O processo de queda do Antigo Regime no mundo luso-brasileiro, de que a Independência do Brasil foi um dos episódios, ocorreria com ou sem a transferência da corte, diz o professor, pois era uma tendência. Ele destaca que, a exemplo da França pré-revolução, desenvolveu-se em Portugal e na América Portuguesa, na passagem do século 18 para o 19, um processo de dessacralização.
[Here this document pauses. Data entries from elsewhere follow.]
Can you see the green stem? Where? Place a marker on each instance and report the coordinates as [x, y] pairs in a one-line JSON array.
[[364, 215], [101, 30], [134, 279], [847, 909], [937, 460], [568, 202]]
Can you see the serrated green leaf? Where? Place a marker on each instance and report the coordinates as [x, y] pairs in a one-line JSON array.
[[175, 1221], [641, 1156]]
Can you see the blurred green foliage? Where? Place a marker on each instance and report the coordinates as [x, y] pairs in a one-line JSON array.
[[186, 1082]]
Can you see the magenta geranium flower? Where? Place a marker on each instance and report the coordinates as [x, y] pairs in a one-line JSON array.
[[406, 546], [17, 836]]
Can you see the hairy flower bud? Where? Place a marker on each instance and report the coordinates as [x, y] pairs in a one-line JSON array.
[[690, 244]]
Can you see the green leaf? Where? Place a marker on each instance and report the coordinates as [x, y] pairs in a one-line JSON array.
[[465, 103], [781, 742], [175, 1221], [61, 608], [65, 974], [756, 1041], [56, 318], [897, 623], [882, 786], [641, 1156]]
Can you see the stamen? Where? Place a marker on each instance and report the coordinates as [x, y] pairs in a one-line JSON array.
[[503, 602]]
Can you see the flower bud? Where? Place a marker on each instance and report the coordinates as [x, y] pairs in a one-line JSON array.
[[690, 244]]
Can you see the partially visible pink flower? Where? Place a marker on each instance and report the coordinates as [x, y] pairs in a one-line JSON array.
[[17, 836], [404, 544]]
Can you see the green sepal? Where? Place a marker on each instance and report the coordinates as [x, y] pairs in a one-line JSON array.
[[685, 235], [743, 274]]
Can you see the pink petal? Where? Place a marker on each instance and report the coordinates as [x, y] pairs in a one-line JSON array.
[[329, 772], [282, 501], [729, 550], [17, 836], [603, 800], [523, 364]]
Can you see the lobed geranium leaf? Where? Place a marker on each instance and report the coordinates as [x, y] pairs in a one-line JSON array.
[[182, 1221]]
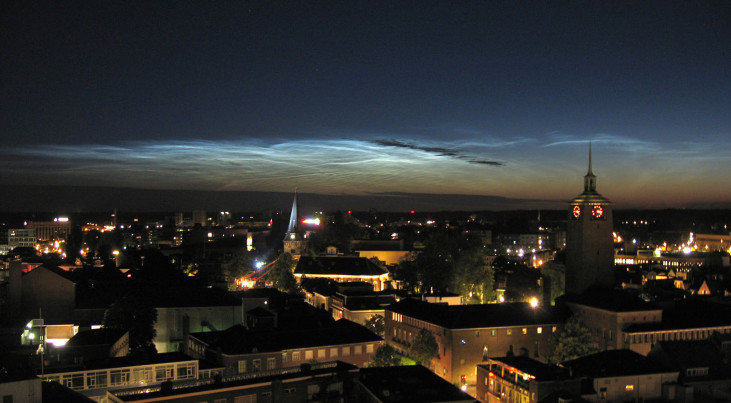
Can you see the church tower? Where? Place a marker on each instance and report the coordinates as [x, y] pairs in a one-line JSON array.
[[589, 242], [294, 242]]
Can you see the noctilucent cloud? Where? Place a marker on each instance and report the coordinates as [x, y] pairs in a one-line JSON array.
[[443, 97]]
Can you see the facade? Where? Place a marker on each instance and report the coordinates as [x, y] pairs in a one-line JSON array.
[[522, 380], [318, 382], [589, 241], [359, 307], [623, 375], [412, 383], [468, 334], [342, 269], [200, 217], [94, 379], [21, 388], [48, 292], [22, 238], [713, 242], [49, 230], [175, 322], [241, 351], [607, 313], [704, 373]]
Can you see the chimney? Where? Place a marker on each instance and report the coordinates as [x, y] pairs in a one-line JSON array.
[[15, 287]]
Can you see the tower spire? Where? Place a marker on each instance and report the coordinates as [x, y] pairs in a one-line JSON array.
[[589, 178], [590, 159], [293, 218]]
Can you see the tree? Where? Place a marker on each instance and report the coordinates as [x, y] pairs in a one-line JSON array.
[[574, 340], [376, 324], [554, 274], [424, 347], [133, 314], [240, 263], [385, 356], [281, 274], [472, 279]]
Isso favoreceu a percepção crítica e de combate ao Antigo Regime e provocou uma erosão de autoridade na família, no Estado e na Igreja, além do desenvolvimento de um ceticismo que corroeu, pouco a pouco, a fé nos valores e hierarquias tradicionais, instituindo uma verdadeira crise de confiança na ordem vigente.
INDEPENDÊNCIA
Se não houvesse a transferência da Corte para o Rio de Janeiro em 1807-1808, “no mínimo teríamos uma fragmentação da América portuguesa, com a instalação de vários ‘países’, muito provavelmente republicanos, ainda mais que, até 1808, as várias capitanias que constituíam as possessões portuguesas na América tinham relações diretas com Lisboa, mesmo depois da supressão, em 1774, do estado do Grão-Pará e Maranhão, com sua incorporação ao Estado do Brasil”, relata Villalta, autor de três livros e organizador de mais quatro.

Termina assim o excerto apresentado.